1. Technical Field
The techniques described herein relate to dimensionally tolerant high-frequency, multiband conformal antenna arrays and a process for constructing such antenna arrays.
2. Discussion of Related Art
Modern combat vehicles, including air vehicles, water vehicles, and land vehicles, may utilize a wide variety of communications and electronic surveillance technologies. In the past, each different technology required a separate antenna, resulting in upwards of twenty antennas per vehicle. As technology progresses, new antennas may need to be installed, which requires retrofitting the new antennas onto vehicles that were not designed with the additional antennas in mind. This may become problematic, especially in air vehicles such as unmanned air vehicles and helicopters, where the additional weight and drag from the retrofitted antennas may significantly affect aircraft range, speeds and maneuverability. Further, the addition of, for example, blade antennas to the belly of the fuselage of an aircraft risk being damaged if the aircraft that may land on uneven surfaces.
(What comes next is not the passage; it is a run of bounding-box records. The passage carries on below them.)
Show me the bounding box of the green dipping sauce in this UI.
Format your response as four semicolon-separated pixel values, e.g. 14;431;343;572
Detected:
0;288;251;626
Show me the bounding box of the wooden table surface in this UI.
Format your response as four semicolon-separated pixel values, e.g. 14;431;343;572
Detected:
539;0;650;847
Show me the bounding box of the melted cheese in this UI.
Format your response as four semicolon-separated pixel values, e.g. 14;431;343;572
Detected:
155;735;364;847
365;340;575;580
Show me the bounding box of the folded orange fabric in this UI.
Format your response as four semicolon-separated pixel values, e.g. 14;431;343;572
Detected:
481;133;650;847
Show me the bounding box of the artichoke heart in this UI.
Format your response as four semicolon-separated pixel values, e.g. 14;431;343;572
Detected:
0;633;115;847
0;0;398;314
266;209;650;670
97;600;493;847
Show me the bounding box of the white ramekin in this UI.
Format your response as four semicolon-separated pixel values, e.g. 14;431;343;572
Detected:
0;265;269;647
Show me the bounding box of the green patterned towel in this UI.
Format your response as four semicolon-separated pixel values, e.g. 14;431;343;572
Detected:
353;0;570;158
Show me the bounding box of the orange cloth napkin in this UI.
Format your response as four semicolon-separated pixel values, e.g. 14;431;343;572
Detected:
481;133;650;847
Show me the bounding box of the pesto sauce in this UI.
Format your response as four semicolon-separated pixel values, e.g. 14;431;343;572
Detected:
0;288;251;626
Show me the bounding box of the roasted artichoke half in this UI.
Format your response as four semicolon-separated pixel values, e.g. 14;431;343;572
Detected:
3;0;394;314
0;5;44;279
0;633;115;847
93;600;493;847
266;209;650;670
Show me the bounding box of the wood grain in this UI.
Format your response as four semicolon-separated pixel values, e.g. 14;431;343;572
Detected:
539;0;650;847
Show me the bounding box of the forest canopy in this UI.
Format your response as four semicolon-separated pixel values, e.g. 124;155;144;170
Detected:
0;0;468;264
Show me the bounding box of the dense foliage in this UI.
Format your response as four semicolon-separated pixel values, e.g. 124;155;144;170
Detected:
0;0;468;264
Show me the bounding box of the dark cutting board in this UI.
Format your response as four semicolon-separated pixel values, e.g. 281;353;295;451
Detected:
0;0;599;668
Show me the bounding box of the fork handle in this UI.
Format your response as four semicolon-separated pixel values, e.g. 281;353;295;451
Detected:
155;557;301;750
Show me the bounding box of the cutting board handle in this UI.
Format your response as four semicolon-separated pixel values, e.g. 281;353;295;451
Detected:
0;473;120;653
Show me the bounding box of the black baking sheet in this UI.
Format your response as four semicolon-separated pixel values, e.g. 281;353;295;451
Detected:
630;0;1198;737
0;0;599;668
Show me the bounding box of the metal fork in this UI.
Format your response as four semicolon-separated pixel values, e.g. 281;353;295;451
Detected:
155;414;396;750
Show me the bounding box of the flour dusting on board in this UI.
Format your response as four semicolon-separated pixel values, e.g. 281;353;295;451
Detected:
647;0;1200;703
Additionally, each antenna on a vehicle may operate in a different frequency range. Antennas that receive low frequency radio frequency (RF) signals, such as HF, VHF and UHF, are large in size because antenna performance is significantly degraded if the antenna size is not at least a quarter the size of the wavelength of the radiation. For this reason, low frequency RF antennas may range from 1-20 feet in size. Such large antennas are difficult to incorporate into combat vehicles for many of the same reasons listed above. Further, large antennas that are constructed using rigid materials are more susceptible to damage than smaller antennas made from the same material.